Seniors | Communities brace for influx as retirees seek fun in the sun

Every Jewish community wants more Raymonde Fiols among its active retirees. The question is whether those communities are prepared to meet the needs she and hundreds of thousands of “younger seniors” — and older ones — will have in the near future.

Now 76, Fiols has lived in Las Vegas for the past 11 years. She belongs to a synagogue, Hadassah and Na’amat USA, a women’s Zionist organization. Her volunteer time largely is spent as president of the Holocaust Survivors Group of Southern Nevada. In their spare time, she and her husband of 56 years, Philip, enjoy the area’s nature parks and attend lectures.

“You have a choice of Jewish involvement, and we’re surrounded by Jewish friends,” Fiols said. “People look out for each other because a lot of them don’t have their children here, so you get invited for yontif (holidays) and your friends become family,” she said.

 

Residents of MorseLife in West Palm Beach, Fla., start the day with a relaxing outdoor breakfast.

She and her husband are part of the area’s growing senior population. The Jewish community is thought to have a larger share of people ages 65 and over than the general U.S. population, based on statistics from the most recent National Jewish Population Study and the 2010 U.S. Census.

 

Experts say Jewish institutions will have to work hard to keep up with what is expected to be a growing need for social services and social offerings among Jewish elderly.

Already, Jewish programs ranging from medical assistance initiatives to psychological counseling, adult education and heritage trips are expanding.

With its high concentration of older Jews, Las Vegas — like Phoenix, Ariz. and Palm Beach County, Fla. — offers an instructive example of how a community is grappling with the challenges of growing Jewish senior populations.

In 2005, the year of Las Vegas’ last Jewish community study, the number of Jews ages 65 and older rose to 67,500, from 55,600 a decade earlier.

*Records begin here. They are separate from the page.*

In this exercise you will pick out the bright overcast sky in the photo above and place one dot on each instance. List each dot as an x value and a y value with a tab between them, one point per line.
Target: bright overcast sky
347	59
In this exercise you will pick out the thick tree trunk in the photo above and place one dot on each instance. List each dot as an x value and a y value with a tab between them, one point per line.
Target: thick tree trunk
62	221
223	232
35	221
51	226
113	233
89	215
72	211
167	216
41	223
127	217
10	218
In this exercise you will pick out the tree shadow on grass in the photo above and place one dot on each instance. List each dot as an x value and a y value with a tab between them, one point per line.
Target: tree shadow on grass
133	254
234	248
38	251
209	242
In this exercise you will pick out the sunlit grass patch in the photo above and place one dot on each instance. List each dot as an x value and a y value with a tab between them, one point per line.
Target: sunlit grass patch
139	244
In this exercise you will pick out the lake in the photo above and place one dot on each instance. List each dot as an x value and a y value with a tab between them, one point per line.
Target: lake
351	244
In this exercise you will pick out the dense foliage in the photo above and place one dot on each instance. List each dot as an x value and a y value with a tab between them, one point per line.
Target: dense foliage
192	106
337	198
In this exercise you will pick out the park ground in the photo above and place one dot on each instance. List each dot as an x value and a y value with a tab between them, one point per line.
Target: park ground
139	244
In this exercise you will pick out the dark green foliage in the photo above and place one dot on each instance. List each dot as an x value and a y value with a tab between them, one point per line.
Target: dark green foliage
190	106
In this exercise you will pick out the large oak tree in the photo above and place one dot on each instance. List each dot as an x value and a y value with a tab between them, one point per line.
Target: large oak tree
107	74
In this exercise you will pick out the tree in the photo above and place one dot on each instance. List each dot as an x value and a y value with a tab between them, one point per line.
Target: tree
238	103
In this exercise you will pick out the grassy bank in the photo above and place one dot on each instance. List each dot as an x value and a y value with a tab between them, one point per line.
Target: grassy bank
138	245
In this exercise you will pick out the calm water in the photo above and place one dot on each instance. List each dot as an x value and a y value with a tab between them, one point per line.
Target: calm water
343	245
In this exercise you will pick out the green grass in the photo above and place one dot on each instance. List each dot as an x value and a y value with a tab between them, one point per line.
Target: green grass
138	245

To meet the need, expansions are taking place at Jewish retirement homes and centers around the country.

Service providers also worry about meeting the needs of elderly people who chose to stay at home, many of them in what’s known as NORCs: naturally occurring retirement communities. In 2001, the national federation umbrella organization — now known as the Jewish Federations of North America — created a NORC Aging in Place Initiative to seek more federal assistance for NORC supportive services efforts, which often are supported with federal and state funds.

 

Eleanor Skolnick and Howard Woocher enjoy table tennis, one of many activities offered at MorseLife, a Jewish retirement community. photos/courtesy of morselife

At Las Vegas Senior Lifeline, a nondenominational program run by the Jewish Federation of Las Vegas, federation spending on the program’s kosher meals, transportation to doctors and grocery stores, and light housekeeping has risen to $500,000 — a substantial increase in the past four years, according to Elliot Karp, president and CEO of the Las Vegas federation. The program also gets government dollars.

 

“No question that’s going to increase in the coming years,” Karp said of the need. “The number is stable at around 400 people served only because of limitation of resources. We could double it if we had the funds.”

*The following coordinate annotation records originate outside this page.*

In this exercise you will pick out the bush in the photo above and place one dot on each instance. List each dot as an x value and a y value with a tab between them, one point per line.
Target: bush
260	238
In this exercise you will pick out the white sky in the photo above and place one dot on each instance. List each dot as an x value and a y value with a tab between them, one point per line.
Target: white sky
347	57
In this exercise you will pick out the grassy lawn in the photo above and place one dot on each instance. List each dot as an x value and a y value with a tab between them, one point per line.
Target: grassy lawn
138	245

Beyond social-service needs, with more active, healthy retirees comes increased demand for educational and social programming.

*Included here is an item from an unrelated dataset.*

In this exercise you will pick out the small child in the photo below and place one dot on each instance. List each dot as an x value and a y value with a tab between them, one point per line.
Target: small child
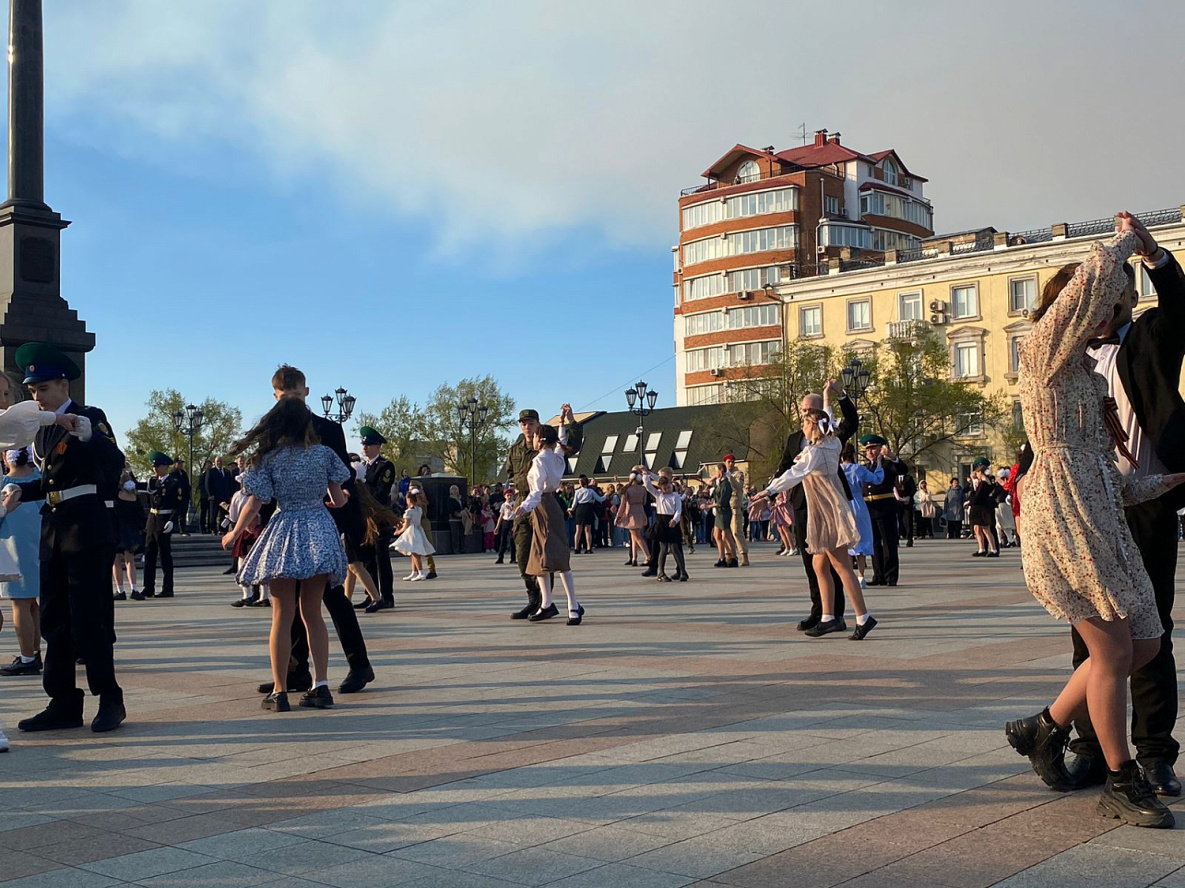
412	541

At the Florence Melton Adult Mini-School of Jewish Learning, which is geared toward all adults, organizers say they’ve seen a significant increase in seniors. In many venues, the majority of participants are retirees. In recent years, that program (which has a presence in the Bay Area) has expanded to 62 programs in 60 cities, mostly in North America, educating some 5,500 people a week.

Many worry that Jewish communities remain unprepared to help the baby boomer generation with medical needs as well.

Karp said that in Las Vegas, which is now talking about building its first Jewish retirement home, the dual challenge is clear. “We know that in our community the senior adult population is significant and will continue to grow. We know we have to do a better job of providing better services both for the needy elderly and the ‘well elderly.’ ”

For baby boomers, however, the bottom line in choosing a retirement destination may be an array of quality-of-life considerations, of which senior services is just one.

“Even though you have the big developments and the clubhouses, there’s so much out here,” Fiols said of Las Vegas. “You have choices and I’m not talking about gambling. Come on out and you’ll have a grand time.”